J_{\mathrm{PDPO}} (\theta) =

\mathbb{E}_{x} \mathbb{E}_{y, y’ \sim p_{\theta}(\cdots | x)} \left[

\mathcal{L}_{\mathrm{dpo}}(\theta)

\right] =

\sum_{x} p(x)

\sum_{y, y’} p_{\theta}(y|x) p_{\theta}(y’|x) \mathcal{L}_{\mathrm{dpo}}(\theta).

\]

the main difference is that we are not using a fixed set of triplets drawn from $p_0$ but we use the samples drawn from the latest model $p_{\theta}$. This makes perfect sense, since responses we care about are those that we are more likely to draw from the trained model $p_{\theta}$. let’s now look at the gradient of this proper loss $J_{\mathrm{proper}}$ with respect to $\theta$ here.

\[

\begin{array}{rl}

\nabla J_{\mathrm{PDPO}}

=&

\nabla \mathbb{E}_x

\mathbb{E}_{y, y’ \sim p_{\theta}(\cdot|x)} \left[ \mathcal{L}_{\mathrm{dpo}}(\theta)\right]

\\

=&

\mathbb{E}_x

\mathbb{E}_{y, y’ \sim p_{\theta}(\cdot|x)}

\left[

\mathcal{L}_{\mathrm{dpo}}(y, y’, x)

\nabla_{\theta} (\mathcal{L}_{\mathrm{NLL}}(y, x) + \mathcal{L}_{\mathrm{NLL}}(y’, x))

+

\nabla_{\theta} \mathcal{L}_{\mathrm{dpo}}(y, y’, x)

\right],

\end{array}

\]

where we use a couple of tricks for computing the derivative, such as $\nabla (a \cdot b) = (\nabla a) b + a (\nabla b)$ and the log-derivative trick ($\nabla a = a \nabla \log a$). we use $\mathcal{L}_{\mathrm{NLL}}(y, x)$ as a short-hand notation of $- \log p_{\theta}(y|x)$.

what is interesting is that we automatically end up with two types of loss functions. the first one is the usual DPO loss. the second one is the likelihood on both desirable and undesriable responses. the second one is extremely important, since this one ensures that we are more likely to sample responses for which the first one (DPO) was optimized, after training.

now, this proper DPO loss (perhaps i can call it PDPO, since i was told we must name every single math formula in an obscure way) is not easy to minimize, as we must be able to determine which of an arbitrary pair of responses $(y, y’)$ given the query $x$ is more desirable. if $y$ is a molecular description, we would need to synthesize them and experiment with them to tell which is better. in other words, this PDPO loss is more readily usable when we have a ready and cheap way to tell the preference.

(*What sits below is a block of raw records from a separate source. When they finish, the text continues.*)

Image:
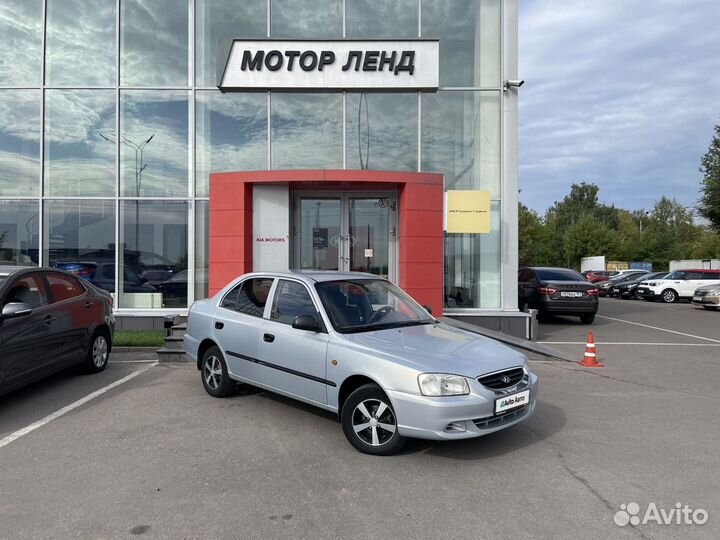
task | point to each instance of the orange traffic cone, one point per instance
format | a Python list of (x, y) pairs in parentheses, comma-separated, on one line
[(590, 358)]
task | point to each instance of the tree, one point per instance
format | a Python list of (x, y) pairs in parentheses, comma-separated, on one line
[(533, 240), (709, 203), (588, 237)]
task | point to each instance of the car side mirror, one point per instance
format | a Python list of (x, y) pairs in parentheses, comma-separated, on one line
[(306, 322), (15, 309)]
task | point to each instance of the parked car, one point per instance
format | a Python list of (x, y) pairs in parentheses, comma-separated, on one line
[(50, 320), (593, 276), (102, 275), (679, 284), (357, 345), (557, 291), (605, 287), (707, 296), (628, 289)]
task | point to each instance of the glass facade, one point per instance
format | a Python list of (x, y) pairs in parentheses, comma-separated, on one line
[(107, 143)]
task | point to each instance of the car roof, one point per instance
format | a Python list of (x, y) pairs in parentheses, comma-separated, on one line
[(311, 276), (7, 270)]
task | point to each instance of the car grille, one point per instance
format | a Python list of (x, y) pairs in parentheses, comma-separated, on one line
[(495, 380), (499, 419)]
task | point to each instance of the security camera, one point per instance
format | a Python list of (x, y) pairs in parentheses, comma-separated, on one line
[(515, 83)]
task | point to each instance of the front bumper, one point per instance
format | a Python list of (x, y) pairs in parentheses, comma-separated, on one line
[(470, 416)]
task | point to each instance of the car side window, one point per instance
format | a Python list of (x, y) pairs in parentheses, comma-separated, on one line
[(29, 290), (64, 287), (291, 299), (249, 297)]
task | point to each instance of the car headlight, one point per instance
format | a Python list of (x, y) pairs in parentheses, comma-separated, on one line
[(441, 384)]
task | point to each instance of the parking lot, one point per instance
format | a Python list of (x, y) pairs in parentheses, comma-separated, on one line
[(155, 456)]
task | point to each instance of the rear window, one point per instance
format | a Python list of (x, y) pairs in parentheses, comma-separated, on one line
[(559, 274)]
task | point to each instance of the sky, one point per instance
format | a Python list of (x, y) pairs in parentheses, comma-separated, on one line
[(620, 93)]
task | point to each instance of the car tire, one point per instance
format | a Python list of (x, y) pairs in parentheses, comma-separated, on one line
[(98, 352), (669, 296), (214, 374), (380, 436)]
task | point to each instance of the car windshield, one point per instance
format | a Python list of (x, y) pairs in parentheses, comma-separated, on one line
[(369, 304), (558, 274)]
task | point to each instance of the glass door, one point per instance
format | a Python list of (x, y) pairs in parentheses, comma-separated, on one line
[(319, 243), (346, 231)]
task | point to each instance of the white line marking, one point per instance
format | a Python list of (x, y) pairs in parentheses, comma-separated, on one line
[(57, 414), (661, 329), (630, 343)]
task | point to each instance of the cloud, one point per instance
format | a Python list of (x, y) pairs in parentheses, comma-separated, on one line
[(618, 94)]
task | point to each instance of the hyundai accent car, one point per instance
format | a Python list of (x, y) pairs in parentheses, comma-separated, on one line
[(357, 345), (50, 320)]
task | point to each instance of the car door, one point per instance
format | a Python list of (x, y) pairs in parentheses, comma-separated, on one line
[(237, 324), (293, 360), (76, 315), (692, 281), (27, 343)]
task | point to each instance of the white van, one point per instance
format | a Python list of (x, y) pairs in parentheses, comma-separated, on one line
[(677, 284)]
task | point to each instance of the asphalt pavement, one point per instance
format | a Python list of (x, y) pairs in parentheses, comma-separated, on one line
[(156, 457)]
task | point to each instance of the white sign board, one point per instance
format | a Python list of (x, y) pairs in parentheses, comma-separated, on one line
[(379, 65)]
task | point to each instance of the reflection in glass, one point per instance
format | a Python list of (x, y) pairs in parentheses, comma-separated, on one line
[(79, 157), (19, 231), (231, 134), (21, 31), (472, 267), (320, 238), (461, 139), (19, 142), (79, 237), (153, 249), (381, 18), (369, 235), (154, 42), (81, 42), (466, 29), (220, 20), (382, 131), (306, 131), (154, 143), (306, 18), (202, 227)]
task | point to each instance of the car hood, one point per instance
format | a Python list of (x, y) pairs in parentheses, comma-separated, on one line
[(439, 348)]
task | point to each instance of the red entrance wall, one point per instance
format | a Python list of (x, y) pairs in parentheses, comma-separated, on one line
[(420, 227)]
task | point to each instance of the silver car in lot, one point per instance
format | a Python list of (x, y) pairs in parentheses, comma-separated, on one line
[(357, 345)]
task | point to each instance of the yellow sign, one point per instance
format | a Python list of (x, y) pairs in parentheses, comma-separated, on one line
[(468, 211)]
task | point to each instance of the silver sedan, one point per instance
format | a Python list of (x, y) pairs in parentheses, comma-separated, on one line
[(357, 345)]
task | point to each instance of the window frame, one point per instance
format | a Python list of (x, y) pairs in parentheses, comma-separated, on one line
[(274, 295), (237, 286)]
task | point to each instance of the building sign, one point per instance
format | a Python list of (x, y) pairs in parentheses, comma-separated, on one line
[(330, 65), (467, 211)]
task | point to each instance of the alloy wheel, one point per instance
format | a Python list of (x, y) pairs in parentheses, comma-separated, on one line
[(213, 372), (374, 422)]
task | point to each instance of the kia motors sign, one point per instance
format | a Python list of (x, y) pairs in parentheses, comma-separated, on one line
[(256, 65)]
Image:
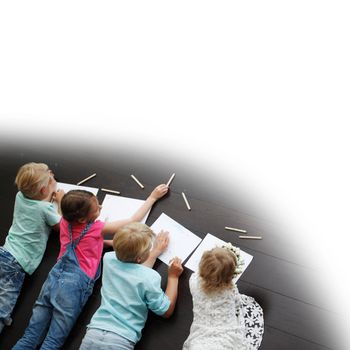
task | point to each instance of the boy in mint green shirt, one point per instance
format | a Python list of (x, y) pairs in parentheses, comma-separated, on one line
[(33, 218), (130, 288)]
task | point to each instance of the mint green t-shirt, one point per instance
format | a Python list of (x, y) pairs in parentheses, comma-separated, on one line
[(128, 291), (28, 235)]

we can instead use importance sampling with the fixed set $D$ of the preference triplets $(x, y, y’)$:

\[

\nabla J_{\mathrm{PDPO}}^{\mathrm{IS}}(\theta)

\approx

\sum_{(x, y, y’) \in D}

\frac{p_\theta(y|x)}{p_0(y|x)}

\frac{p_\theta(y’|x)}{p_0(y’|x)}

\left(

\mathcal{L}_{\mathrm{dpo}}(y, y’, x)

\nabla_{\theta} (\mathcal{L}_{\mathrm{NLL}}(y, x) + \mathcal{L}_{\mathrm{NLL}}(y’, x))

+

\nabla_{\theta} \mathcal{L}_{\mathrm{dpo}}(y, y’, x)

\right).

\]

the importance weights, $\frac{p_\theta(y|x)}{p_0(y|x)}\frac{p_\theta(y’|x)}{p_0(y’|x)}$, say that we would use the pre-collected preference triplets only if they are reasonably likely under the current model $p_{\theta}$. this makes sense, as we care about the examples that are more likely to be drawn from the current model. unfortunately, this approach is not ideal, since the quality of each preference triplet becomes worse as $\theta$ drifts away.

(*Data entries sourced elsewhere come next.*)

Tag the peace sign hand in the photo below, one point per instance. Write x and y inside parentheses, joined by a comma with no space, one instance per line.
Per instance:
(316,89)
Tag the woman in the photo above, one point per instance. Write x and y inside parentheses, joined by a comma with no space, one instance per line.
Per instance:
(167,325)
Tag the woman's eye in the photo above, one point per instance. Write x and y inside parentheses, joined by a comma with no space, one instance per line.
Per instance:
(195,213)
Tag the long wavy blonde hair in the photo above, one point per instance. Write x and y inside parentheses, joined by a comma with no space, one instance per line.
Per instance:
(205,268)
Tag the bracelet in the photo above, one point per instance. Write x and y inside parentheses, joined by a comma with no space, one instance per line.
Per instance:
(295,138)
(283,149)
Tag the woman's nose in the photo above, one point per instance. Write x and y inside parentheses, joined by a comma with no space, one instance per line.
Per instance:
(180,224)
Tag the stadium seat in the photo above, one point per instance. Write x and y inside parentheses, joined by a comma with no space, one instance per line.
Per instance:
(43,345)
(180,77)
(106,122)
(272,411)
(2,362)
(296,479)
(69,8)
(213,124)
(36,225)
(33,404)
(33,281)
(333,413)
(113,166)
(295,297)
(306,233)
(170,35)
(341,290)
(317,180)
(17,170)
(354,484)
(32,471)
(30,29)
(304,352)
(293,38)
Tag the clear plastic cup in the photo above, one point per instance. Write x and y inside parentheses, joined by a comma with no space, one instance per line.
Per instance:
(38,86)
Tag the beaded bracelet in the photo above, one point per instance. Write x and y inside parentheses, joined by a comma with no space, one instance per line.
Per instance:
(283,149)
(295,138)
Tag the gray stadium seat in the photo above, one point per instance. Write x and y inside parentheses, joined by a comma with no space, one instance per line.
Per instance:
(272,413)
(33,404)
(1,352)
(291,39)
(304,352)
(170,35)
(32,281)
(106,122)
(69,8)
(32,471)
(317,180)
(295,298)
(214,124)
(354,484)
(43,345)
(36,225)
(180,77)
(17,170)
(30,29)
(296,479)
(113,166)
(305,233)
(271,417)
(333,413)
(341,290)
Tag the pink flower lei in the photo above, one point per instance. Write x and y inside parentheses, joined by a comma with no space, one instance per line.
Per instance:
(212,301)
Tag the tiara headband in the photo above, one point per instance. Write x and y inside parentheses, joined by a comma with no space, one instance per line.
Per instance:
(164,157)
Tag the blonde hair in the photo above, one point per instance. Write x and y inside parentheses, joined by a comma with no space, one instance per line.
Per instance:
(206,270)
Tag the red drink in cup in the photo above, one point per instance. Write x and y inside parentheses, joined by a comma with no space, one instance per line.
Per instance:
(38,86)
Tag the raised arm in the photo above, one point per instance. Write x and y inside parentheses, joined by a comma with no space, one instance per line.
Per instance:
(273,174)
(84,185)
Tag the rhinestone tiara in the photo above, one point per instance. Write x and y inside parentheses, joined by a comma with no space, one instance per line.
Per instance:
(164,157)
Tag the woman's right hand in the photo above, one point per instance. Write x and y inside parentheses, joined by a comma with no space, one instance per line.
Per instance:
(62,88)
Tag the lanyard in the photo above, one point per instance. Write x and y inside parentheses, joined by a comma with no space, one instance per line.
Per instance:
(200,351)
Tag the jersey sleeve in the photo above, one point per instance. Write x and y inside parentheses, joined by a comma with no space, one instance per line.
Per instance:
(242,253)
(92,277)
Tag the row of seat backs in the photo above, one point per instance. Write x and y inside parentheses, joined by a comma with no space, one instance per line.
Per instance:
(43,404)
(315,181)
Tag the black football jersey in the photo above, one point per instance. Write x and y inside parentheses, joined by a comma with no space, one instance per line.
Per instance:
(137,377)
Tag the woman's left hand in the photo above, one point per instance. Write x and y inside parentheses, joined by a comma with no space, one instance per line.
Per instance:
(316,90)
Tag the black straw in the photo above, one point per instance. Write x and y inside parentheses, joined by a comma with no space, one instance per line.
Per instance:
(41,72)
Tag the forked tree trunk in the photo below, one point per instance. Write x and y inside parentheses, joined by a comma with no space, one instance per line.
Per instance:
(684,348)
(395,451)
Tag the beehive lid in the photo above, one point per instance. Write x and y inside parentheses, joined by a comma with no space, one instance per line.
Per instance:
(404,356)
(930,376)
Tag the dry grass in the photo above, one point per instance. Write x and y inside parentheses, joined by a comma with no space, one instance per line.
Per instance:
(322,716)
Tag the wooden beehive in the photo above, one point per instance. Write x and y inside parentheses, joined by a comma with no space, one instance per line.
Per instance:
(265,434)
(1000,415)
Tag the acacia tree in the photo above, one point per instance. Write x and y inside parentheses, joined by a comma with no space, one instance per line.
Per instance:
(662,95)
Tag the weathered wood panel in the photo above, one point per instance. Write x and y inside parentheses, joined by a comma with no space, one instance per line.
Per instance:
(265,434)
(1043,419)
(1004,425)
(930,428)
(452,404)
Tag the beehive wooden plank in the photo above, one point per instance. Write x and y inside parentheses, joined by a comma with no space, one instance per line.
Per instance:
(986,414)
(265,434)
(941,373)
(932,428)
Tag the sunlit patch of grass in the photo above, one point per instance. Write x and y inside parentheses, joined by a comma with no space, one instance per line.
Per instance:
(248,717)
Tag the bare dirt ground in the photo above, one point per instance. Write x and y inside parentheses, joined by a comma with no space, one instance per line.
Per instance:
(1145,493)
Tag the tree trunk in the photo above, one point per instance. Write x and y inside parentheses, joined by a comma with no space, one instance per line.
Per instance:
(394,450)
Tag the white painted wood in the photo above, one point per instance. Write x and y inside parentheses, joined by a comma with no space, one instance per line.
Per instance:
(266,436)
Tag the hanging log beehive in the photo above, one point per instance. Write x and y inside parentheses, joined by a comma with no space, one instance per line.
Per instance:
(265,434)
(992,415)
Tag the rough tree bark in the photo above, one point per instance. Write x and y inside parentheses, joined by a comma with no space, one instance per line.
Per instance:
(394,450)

so, what should we do? we should (1) draw triplets from the current model $p_{\theta}$ as frequently as possible based on the available resources and constraints and (2) use importance sampling $\nabla J_{\mathrm{PDPO}}^{\mathrm{IS}}(\theta)$ to update the parameters rather than the original gradient. unfortunately (1) is very difficult because it’s often really costly to measure the preference over two responses. (2) is also difficult, because the variance of this estimator will blow up quite rapidly as $\theta$ quickly evolves.

do i have any empirical evidence? unfortunately i have a dinner reservation and need to leave for the restaurant shortly.

**Acknowledgement**: i’d like to thank Richard Pang, who’s a graduating PhD student at NYU, for spending a couple of hours later afternoon on Friday to hear my rant and (then-incorrect) derivation. Also, i thank Weizhe Yuan and Angie Chen for keeping me up-to-date on mysteries and magics people perform each day finetuning language models, which serves as the constant motivation for me to think about this problem.